Quantum hypothesis testing (QHT) has been traditionally studied from the information-theoretic perspective, wherein one is interested in the optimal decay rate of error probabilities as a function of the number of samples of an unknown state. In this paper, we study the sample complexity of QHT, wherein the goal is to determine the minimum number of samples needed to reach a desired error probability. By making use of the wealth of knowledge that already exists in the literature on QHT, we characterize the sample complexity of binary QHT in the symmetric and asymmetric settings, and we provide bounds on the sample complexity of multiple QHT. In more detail, we prove that the sample complexity of symmetric binary QHT depends logarithmically on the inverse error probability and inversely on the negative logarithm of the fidelity. As a counterpart of the quantum Stein's lemma, we also find that the sample complexity of asymmetric binary QHT depends logarithmically on the inverse type II error probability and inversely on the quantum relative entropy. We then provide lower and upper bounds on the sample complexity of multiple QHT, with it remaining an intriguing open question to improve these bounds. The final part of our paper outlines and reviews how sample complexity of QHT is relevant to a broad swathe of research areas and can enhance understanding of many fundamental concepts, including quantum algorithms for simulation and search, quantum learning and classification, and foundations of quantum mechanics. As such, we view our paper as an invitation to researchers coming from different communities to study and contribute to the problem of sample complexity of QHT, and we outline a number of open directions for future research.

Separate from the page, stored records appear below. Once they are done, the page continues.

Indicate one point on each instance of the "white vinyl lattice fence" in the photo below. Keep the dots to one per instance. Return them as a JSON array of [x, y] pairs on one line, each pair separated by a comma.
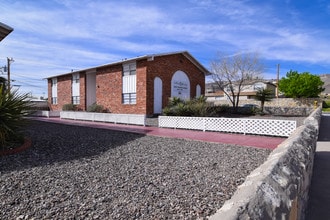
[[134, 119], [270, 127]]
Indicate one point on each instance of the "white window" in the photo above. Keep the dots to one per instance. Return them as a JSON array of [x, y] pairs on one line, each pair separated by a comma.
[[259, 85], [75, 89], [198, 90], [129, 83], [54, 91]]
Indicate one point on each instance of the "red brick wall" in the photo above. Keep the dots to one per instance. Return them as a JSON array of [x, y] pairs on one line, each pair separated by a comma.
[[82, 91], [64, 92], [164, 67], [109, 90], [109, 84]]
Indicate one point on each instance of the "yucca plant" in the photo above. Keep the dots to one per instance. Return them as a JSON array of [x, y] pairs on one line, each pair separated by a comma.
[[13, 109]]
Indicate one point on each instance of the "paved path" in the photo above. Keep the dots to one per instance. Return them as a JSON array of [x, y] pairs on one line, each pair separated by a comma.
[[319, 198], [216, 137]]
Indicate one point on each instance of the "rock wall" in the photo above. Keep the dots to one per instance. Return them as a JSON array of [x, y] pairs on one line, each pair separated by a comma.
[[278, 189]]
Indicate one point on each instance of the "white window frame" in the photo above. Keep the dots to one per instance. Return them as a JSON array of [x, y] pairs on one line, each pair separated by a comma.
[[129, 83], [54, 91], [76, 88]]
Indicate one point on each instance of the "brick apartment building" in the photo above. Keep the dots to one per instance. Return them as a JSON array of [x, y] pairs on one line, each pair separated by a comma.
[[141, 85]]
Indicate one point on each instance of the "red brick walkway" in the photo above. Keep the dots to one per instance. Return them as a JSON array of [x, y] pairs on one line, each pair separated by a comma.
[[215, 137]]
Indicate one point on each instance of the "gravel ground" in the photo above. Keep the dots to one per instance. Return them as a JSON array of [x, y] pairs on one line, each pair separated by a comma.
[[73, 172]]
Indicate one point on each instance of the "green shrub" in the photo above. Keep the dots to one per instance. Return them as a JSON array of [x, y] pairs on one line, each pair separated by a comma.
[[13, 109], [69, 107], [95, 108]]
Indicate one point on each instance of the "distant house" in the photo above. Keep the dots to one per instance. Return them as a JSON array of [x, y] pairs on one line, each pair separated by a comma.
[[213, 92], [140, 85]]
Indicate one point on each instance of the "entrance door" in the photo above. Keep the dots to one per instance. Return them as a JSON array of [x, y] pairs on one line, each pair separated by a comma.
[[158, 94]]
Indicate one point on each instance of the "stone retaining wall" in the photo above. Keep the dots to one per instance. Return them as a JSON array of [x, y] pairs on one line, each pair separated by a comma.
[[278, 189]]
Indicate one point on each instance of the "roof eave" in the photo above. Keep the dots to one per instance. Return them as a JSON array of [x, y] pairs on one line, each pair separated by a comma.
[[4, 31]]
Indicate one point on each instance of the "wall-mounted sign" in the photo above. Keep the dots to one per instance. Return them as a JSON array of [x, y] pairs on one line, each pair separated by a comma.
[[180, 85]]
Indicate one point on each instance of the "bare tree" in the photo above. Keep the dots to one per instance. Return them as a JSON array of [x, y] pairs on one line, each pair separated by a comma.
[[233, 73]]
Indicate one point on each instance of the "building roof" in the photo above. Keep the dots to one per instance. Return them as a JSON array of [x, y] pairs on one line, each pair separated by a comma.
[[149, 57], [4, 30]]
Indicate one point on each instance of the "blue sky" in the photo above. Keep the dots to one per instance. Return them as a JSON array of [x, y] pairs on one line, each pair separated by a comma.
[[52, 37]]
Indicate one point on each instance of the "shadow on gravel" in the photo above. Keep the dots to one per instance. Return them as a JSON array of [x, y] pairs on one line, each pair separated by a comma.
[[54, 143]]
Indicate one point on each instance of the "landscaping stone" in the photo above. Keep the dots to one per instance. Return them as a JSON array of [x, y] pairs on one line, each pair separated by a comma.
[[73, 172]]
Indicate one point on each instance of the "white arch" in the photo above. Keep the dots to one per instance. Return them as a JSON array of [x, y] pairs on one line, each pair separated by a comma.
[[180, 85]]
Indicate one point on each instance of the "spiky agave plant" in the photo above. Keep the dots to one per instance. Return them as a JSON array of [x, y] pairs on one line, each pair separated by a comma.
[[13, 109]]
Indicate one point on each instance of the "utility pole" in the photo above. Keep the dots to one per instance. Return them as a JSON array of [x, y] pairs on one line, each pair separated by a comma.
[[8, 71]]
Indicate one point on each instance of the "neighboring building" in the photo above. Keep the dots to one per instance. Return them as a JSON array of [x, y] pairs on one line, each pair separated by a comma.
[[141, 85], [213, 92]]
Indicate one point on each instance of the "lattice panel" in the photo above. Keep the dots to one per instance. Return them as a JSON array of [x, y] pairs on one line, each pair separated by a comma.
[[270, 127], [234, 125]]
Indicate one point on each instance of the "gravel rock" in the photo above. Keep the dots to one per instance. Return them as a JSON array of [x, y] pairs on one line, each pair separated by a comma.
[[73, 172]]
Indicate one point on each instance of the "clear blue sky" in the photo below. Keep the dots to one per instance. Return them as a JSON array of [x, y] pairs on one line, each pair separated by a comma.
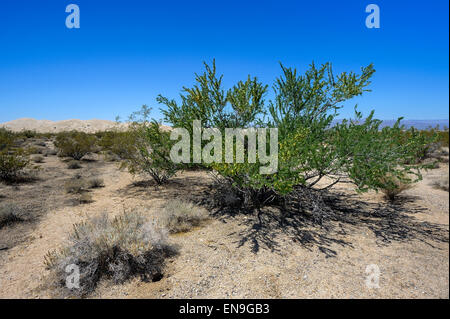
[[127, 52]]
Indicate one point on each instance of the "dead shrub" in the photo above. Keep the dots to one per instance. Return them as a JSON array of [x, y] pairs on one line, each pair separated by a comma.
[[392, 186], [441, 182], [116, 249], [38, 159], [73, 165], [50, 152], [180, 216]]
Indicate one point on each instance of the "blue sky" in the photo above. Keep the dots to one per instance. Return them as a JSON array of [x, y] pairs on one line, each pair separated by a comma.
[[127, 52]]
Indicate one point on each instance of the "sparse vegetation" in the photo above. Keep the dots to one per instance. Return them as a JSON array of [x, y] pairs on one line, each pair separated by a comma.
[[441, 182], [95, 182], [73, 164], [117, 249], [75, 144], [10, 213], [180, 216], [75, 186], [151, 149], [312, 148], [85, 198], [13, 159], [38, 159], [392, 186]]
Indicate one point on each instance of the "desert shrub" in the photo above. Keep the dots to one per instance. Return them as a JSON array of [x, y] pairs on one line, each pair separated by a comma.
[[13, 162], [51, 152], [29, 133], [117, 249], [75, 144], [95, 183], [312, 148], [117, 145], [10, 213], [40, 143], [37, 159], [75, 186], [73, 164], [151, 149], [6, 139], [36, 150], [441, 182], [392, 186], [180, 216]]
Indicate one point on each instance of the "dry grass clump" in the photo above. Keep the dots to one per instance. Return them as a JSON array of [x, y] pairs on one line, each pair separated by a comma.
[[10, 213], [73, 165], [95, 183], [85, 198], [441, 182], [50, 152], [38, 159], [116, 249], [393, 186], [75, 186], [180, 216]]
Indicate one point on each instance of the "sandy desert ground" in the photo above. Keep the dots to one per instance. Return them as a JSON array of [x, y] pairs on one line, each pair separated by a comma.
[[236, 256], [47, 126]]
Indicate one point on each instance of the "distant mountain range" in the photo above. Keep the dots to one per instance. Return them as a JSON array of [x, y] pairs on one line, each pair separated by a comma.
[[46, 126]]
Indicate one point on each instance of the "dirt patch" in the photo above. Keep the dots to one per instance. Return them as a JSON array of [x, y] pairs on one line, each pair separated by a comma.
[[240, 255]]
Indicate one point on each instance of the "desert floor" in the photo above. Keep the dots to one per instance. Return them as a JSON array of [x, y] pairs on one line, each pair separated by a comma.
[[234, 255]]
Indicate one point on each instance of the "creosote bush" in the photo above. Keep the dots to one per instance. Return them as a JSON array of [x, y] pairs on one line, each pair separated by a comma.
[[13, 159], [315, 152], [150, 154], [75, 144], [116, 249], [180, 216]]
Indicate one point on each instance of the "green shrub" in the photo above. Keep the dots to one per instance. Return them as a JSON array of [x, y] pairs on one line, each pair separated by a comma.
[[121, 144], [180, 216], [311, 148], [75, 144], [117, 249], [151, 149], [12, 164]]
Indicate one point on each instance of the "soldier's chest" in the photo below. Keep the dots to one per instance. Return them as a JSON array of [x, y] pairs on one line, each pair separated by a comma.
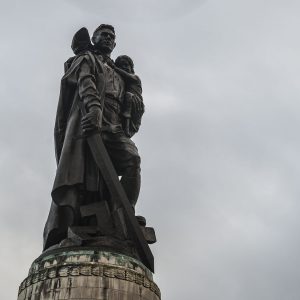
[[114, 83]]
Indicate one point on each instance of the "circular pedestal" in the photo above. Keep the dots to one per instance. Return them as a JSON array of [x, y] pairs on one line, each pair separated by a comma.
[[88, 274]]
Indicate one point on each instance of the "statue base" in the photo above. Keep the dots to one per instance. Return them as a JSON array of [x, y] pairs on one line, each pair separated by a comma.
[[87, 273]]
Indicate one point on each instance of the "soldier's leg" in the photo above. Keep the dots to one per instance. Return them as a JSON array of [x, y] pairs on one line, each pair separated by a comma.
[[126, 160], [131, 179]]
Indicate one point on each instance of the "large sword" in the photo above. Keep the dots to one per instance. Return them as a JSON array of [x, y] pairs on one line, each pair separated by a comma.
[[117, 193]]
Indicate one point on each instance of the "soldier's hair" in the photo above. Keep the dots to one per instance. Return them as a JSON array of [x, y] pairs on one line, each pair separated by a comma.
[[104, 26], [124, 57]]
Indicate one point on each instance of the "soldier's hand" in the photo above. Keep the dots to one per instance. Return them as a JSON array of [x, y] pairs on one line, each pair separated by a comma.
[[92, 120]]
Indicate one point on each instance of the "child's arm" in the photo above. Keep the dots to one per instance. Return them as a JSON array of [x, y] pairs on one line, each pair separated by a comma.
[[128, 77]]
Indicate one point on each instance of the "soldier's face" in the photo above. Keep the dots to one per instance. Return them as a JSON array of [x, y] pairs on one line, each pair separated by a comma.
[[104, 39]]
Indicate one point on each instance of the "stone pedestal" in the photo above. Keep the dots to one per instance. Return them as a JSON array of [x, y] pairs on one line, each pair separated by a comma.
[[86, 273]]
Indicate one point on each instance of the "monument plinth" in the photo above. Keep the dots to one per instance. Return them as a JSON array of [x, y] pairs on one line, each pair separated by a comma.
[[81, 273]]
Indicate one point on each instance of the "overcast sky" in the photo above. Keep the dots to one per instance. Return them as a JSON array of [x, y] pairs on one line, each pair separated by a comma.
[[219, 142]]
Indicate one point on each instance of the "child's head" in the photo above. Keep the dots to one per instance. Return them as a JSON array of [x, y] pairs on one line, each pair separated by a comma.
[[125, 63]]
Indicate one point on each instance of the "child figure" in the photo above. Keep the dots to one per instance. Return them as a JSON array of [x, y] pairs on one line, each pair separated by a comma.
[[124, 66]]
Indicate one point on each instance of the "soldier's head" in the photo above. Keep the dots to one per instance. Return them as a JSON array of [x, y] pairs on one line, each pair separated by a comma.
[[125, 63], [104, 38]]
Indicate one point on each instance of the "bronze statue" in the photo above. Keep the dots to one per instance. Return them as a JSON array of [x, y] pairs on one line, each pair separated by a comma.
[[100, 101]]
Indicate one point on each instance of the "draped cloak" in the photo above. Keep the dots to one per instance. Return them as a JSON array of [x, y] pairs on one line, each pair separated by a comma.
[[84, 83]]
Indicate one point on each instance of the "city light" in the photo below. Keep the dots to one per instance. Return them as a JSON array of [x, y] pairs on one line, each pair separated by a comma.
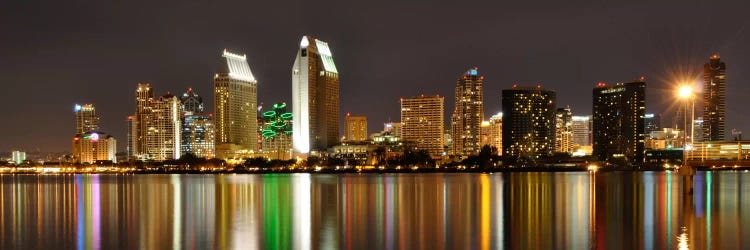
[[685, 91]]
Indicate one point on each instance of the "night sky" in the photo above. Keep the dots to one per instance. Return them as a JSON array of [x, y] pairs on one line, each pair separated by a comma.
[[54, 54]]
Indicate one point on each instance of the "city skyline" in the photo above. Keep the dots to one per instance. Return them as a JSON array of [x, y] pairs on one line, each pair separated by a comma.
[[177, 64]]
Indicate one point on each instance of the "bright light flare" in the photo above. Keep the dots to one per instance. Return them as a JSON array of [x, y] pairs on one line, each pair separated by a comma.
[[685, 91]]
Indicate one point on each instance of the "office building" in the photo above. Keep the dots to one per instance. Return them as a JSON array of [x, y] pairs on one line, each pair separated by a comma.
[[355, 128], [143, 97], [422, 123], [492, 132], [528, 122], [468, 114], [652, 122], [163, 129], [394, 128], [315, 97], [714, 99], [93, 146], [197, 127], [86, 118], [618, 120], [18, 157], [235, 107]]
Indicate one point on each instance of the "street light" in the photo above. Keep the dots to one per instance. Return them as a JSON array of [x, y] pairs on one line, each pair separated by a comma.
[[685, 92]]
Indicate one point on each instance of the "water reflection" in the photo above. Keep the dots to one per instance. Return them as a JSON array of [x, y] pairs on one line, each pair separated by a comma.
[[433, 211]]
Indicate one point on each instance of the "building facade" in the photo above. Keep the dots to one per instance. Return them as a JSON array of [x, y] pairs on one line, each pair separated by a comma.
[[468, 114], [355, 127], [315, 97], [422, 123], [618, 121], [163, 129], [86, 118], [144, 95], [714, 99], [492, 132], [564, 130], [93, 146], [235, 107], [528, 122], [197, 127]]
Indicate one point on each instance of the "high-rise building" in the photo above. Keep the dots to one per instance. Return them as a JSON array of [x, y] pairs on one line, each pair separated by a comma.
[[422, 122], [564, 130], [315, 97], [618, 120], [18, 157], [652, 122], [143, 97], [131, 137], [581, 126], [468, 114], [714, 99], [197, 127], [86, 118], [163, 129], [90, 144], [93, 146], [355, 128], [492, 132], [235, 107], [528, 122], [394, 128]]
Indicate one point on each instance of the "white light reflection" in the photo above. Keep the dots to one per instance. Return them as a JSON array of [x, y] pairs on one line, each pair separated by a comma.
[[302, 212], [177, 215]]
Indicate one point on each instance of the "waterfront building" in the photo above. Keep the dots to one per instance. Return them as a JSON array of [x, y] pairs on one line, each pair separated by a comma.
[[94, 146], [86, 118], [652, 122], [197, 127], [564, 130], [17, 157], [468, 114], [528, 122], [492, 132], [315, 97], [619, 121], [394, 128], [355, 128], [235, 107], [143, 97], [714, 99], [163, 129], [422, 123]]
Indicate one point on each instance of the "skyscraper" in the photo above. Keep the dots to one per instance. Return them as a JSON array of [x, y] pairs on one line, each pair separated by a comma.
[[86, 118], [163, 129], [197, 127], [581, 126], [93, 146], [315, 97], [355, 127], [528, 122], [235, 107], [89, 144], [619, 121], [468, 114], [422, 122], [143, 97], [714, 99], [652, 122], [492, 132], [563, 130]]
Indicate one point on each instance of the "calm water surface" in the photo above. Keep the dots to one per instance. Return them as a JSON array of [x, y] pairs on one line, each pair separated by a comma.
[[389, 211]]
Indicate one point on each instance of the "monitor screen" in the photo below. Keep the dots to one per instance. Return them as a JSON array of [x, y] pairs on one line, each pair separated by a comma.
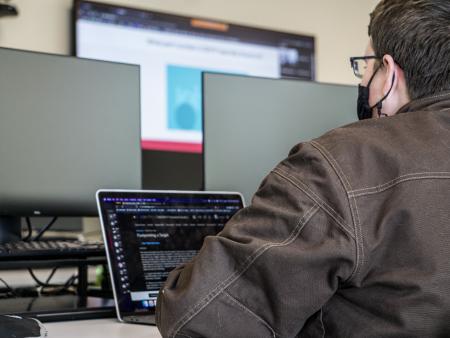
[[267, 118], [172, 51], [68, 127]]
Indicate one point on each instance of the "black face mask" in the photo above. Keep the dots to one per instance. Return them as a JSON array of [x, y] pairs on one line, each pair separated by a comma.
[[363, 108]]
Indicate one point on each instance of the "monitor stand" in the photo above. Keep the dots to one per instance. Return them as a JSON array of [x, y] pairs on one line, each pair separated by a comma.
[[10, 229]]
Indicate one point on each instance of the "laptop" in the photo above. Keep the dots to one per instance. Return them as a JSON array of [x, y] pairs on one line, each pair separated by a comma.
[[149, 233]]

翻译：量子假设检验（QHT）传统上从信息论角度开展研究，关注未知量子态样本数增加时错误概率的最优衰减率。本文研究QHT的样本复杂度问题，旨在确定达到期望错误概率所需的最小样本数。通过充分利用现有QHT文献中的丰富知识，我们刻画了对称与非对称设定下二元QHT的样本复杂度，并给出了多重QHT样本复杂度的上下界。具体而言，我们证明对称二元QHT的样本复杂度与错误概率倒数的对数成正比，与保真度负对数成反比。作为量子Stein引理的对偶结论，我们发现非对称二元QHT的样本复杂度与第二类错误概率倒数的对数成正比，与量子相对熵成反比。进一步地，我们给出了多重QHT样本复杂度的上下界，改进这些界限仍是引人入胜的开放问题。论文最后部分概述并系统阐释了QHT样本复杂度如何广泛关联多个研究领域，能增进对诸多基础概念的理解，包括量子模拟与搜索算法、量子学习与分类，以及量子力学基础。基于此，我们将本文视为向不同领域研究者发出的邀请，期待大家共同研究与贡献于QHT样本复杂度问题，并提出了若干未来可探索的开放研究方向。